Heroin - 5 Things You Need to Know

What is Heroin?

Heroin is a drug that is used to diminish pain in a medical context, however, it is used and abused for its recreational effects of sedation, muscle relaxation, pain relief, and euphoria. Heroin is a depressant, and like other depressants and opiates (OxyCotin, OxyCodone) can cause serious physical dependence. If you or someone you know is using heroin, please encourage them to seek medical treatment.

Is it Serious?
In a 2005 survey, 370, 000 people reported using heroin within the last 12 months, and in the same year there were 164, 572 emergency room visits caused by heroin use and is a serious problem in the United States. It is a physically destructive drug when used regularly and can be fatal when one over-doses. This commonly occurs when someone misjudges the amount or potency of a dose of heroin. Close to half of people using heroin in 2005 visited the emergency room for heroin-related health issues.

What Are Signs of Heroin Abuse?
Heroin users snort, smoke, or inject heroin intravenously (in their veins). Users who snort heroin will sniffle and touch their nose frequently. Users who smoke it can have dental problems and chapped lips. Users who inject ("shoot") it will have scars and red bumps across major veins on their arms and feet ("track marks"). All users will show signs of itchy skin, Space monkey meds flushing and rashes, pupil constriction, disorientation, confusion, sedation, and inebriation.
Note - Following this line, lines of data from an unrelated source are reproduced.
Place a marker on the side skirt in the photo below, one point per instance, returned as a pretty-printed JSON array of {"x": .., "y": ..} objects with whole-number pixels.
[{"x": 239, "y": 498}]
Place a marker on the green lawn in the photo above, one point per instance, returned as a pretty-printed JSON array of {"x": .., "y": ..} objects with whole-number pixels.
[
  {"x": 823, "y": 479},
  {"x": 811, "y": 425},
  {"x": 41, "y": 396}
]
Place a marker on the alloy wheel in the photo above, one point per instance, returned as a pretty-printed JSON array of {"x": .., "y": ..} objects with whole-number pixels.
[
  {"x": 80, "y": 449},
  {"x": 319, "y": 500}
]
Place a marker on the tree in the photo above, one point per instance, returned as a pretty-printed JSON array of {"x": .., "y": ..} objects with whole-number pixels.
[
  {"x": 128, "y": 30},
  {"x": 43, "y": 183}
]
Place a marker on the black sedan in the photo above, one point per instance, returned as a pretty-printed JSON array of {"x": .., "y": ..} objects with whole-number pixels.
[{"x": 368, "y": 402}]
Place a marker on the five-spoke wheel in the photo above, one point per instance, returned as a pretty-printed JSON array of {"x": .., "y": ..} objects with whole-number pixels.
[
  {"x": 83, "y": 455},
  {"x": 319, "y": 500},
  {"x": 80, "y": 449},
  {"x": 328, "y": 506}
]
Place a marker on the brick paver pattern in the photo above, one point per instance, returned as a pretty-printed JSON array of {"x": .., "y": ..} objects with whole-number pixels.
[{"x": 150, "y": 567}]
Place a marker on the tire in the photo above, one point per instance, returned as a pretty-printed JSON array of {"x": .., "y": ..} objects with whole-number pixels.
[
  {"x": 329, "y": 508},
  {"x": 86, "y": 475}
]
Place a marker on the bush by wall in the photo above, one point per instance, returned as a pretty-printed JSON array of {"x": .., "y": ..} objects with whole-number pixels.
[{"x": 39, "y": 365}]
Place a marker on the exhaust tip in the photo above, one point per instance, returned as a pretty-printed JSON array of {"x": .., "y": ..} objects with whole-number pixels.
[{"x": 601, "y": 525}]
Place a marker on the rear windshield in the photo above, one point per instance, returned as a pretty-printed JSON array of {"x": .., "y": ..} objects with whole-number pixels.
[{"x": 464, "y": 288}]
While not taking heroin, heroin users can seem skittish and paranoid. Many heroin users addicted for prolonged periods of time may seem especially thin or gaunt, may smell unfavorably, and may suffer from a general lack of good hygiene and seem sick or ill. The clearest sign of use is finding used needles, bent spoons, and baggies of heroin powder or tar.

How Does Heroin Effect An Individuals Body?
Heroin has effects on the central, circulatory, and respiratory systems of the body. It can cause physical tolerance and dependence, wherein a user needs it to feel normal and needs to continually increase the dose of heroin to achieve the same effect. This causes psychological addiction. Taking heroin can also cause collapsed veins from the acid used to mix it when injecting it, usually citric acid like lemon juice. Users injecting it and sharing needles are at a very high risk of contracting blood-borne diseases like hepatitis and HIV. Heroin, especially heroin that is "cut" or mixed with other substances to increase volume, can cause infection of the heart lining and valves. It can cause pneumonia in the lungs and decrease liver functionality. And it causes abscesses around injection points where bacterial and fungal infection often occurs. Heroin use has no long-lasting positive physical effects and the negative long-lasting effects can cause chronic pain and death.

What are the Effects of Heroin Withdrawal?
Heroin withdrawal is the most painful and difficult of all recreational drugs, beginning six to twenty four hours after the last dose, and lasting between 3 and 7 days, with lingering physical and psychological effects lasting months. Common symptoms include sweating, cramps, cold sweats, nausea, diarrhea, anxiety, insomnia, severe muscle aches (most notably in the legs), vomiting, fever, and depression. Psychological withdrawal from heroin is much harder to quantify than the physical withdrawal symptoms, but the actual distancing of a user from the abuse substance is the hardest behavioral change someone going through withdrawal can encounter. If you or someone you know is addicted to heroin, it is strongly recommended you visit a rehab center to facilitate a less painful, safer, healthier withdrawal and recovery from heroin addiction.